Gasoline: Events Shape Pump Prices

World and national developments, ranging from political conflicts to natural disasters to economic fluctuations, can drive significant changes in gasoline prices. Currently serious political unrest in several Middle Eastern and North African countries is arousing concern that production from oil exporters in these regions may be reduced or pipeline and tanker transportation disrupted. While Saudi Arabia, with several million barrels of excess oil production capacity, has the capability to provide more oil to the world market. However, there are many logistical complexities associated with increased Saudi production which take time to work out. Meanwhile, the threat of less supply in the context of a strengthening global economy is a driving force behind the highest crude oil prices since 2008.

Other global or regional events that can develop rapidly and have a prompt ripple effect on gasoline prices include:

Hurricane Season. Powerful hurricanes in recent years have damaged oil and gas facilities in the Gulf and East Coast regions, causing short-term price increases in oil and natural gas. Last year, however, the major storms that entered those regions did not have a significant impact on energy operations. Hurricane season extends from June through November.

Infrastructure Disruptions. The temporary shutdown of two major crude oil pipelines from Canada to the United States last September-October may have contributed to an increase in oil prices. With Canada being the leading supplier of oil to the United States, the impact to prices could have been more significant if the problem would have lasted longer.

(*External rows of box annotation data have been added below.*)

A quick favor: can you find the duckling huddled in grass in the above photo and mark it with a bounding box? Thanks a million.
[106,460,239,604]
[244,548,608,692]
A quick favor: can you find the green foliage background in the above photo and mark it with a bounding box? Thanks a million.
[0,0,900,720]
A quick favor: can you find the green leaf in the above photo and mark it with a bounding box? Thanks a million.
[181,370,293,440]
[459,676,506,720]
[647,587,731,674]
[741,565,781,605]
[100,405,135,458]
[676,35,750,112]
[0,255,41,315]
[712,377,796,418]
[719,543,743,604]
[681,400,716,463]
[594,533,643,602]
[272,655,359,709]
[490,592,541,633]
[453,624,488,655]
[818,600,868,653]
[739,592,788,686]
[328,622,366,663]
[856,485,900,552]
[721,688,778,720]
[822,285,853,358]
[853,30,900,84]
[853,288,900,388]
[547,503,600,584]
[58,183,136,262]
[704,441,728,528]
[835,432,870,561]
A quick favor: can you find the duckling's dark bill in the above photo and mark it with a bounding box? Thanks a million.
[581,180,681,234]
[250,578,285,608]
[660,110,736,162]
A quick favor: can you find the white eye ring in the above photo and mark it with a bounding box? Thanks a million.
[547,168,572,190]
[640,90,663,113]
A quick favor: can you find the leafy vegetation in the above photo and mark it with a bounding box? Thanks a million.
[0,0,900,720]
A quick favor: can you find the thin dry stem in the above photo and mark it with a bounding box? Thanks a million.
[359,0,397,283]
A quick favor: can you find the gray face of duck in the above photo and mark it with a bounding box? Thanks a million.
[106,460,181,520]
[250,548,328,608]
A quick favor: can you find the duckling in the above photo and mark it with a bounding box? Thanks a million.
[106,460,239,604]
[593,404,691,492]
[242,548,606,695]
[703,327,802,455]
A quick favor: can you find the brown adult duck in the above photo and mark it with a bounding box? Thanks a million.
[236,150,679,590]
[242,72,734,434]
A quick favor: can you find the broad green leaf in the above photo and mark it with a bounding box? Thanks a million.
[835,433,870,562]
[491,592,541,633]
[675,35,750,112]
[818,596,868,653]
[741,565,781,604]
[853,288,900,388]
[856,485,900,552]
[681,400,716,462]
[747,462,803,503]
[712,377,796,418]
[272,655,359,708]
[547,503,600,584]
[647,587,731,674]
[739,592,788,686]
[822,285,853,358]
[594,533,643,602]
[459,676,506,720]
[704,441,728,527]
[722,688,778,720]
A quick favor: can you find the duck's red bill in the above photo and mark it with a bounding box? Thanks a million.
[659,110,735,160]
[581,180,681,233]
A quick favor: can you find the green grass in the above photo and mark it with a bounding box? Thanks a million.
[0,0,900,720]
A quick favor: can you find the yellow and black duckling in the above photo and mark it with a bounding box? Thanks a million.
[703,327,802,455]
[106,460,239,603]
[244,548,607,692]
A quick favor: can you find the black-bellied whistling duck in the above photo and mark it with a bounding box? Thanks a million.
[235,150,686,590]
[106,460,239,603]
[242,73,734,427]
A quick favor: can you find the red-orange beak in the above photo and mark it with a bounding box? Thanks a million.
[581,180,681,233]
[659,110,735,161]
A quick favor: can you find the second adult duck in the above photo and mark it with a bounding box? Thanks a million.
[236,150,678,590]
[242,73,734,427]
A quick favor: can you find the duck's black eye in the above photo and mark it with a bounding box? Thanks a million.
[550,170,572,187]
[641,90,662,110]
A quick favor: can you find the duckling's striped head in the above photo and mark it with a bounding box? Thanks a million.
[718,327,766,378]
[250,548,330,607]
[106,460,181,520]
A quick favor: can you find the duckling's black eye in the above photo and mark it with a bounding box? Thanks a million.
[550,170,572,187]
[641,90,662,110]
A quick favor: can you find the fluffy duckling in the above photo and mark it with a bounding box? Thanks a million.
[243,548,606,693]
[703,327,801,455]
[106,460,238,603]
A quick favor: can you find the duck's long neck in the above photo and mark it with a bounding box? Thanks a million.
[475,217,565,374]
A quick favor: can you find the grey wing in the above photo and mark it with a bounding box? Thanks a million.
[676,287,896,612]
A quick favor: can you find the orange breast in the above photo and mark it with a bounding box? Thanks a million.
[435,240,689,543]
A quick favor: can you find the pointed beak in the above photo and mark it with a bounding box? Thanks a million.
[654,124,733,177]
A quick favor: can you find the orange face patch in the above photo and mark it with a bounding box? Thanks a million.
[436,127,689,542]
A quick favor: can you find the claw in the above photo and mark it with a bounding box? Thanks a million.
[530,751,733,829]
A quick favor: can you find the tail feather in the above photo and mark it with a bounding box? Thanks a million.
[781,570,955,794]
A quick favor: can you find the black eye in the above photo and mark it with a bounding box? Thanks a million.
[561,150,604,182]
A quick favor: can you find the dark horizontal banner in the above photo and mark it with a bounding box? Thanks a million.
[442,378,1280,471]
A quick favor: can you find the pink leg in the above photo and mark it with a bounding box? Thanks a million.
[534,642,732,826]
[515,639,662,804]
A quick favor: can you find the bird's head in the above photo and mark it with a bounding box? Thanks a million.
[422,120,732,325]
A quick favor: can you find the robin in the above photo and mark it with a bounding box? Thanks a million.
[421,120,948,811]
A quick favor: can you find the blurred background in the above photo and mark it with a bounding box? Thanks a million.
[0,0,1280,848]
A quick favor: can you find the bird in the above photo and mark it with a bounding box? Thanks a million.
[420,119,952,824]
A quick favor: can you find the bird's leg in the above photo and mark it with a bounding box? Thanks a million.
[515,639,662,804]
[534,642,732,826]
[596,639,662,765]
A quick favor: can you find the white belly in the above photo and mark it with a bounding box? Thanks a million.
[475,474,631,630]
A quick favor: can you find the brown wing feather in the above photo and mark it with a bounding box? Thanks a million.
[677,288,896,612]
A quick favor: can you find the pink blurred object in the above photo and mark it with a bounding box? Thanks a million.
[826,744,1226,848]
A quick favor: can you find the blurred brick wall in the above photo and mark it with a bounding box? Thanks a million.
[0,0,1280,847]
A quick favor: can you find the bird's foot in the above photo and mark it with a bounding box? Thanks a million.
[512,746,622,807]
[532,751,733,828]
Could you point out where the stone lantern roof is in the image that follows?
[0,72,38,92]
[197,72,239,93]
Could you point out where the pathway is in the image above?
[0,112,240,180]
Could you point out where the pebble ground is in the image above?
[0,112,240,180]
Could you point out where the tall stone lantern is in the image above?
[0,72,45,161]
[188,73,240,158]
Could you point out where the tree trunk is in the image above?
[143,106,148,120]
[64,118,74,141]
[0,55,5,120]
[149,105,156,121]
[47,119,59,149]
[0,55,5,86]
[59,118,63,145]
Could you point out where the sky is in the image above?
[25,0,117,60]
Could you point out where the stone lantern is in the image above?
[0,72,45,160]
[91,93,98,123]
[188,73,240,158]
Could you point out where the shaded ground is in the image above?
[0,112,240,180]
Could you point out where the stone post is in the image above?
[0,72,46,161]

Overall, gasoline – like all commodities – undergoes price fluctuations caused by the interaction of supply and demand. The worldwide economic slump that began in 2008 caused a dramatic reduction in oil consumption as industries cut back production, vehicle transportation declined and airline travel slowed. Demand is now recovering in major industrial countries and consumption in China and India is accelerating again. The federal Energy Information Administration calculates that U.S. consumption of all petroleum-based fuels declined almost 6 percent in 2008 and by 4 percent in 2009, primarily because of the national recession. The beginning of the recovery in 2010 and the improving economic outlook for 2011 have prompted a rebound in oil prices.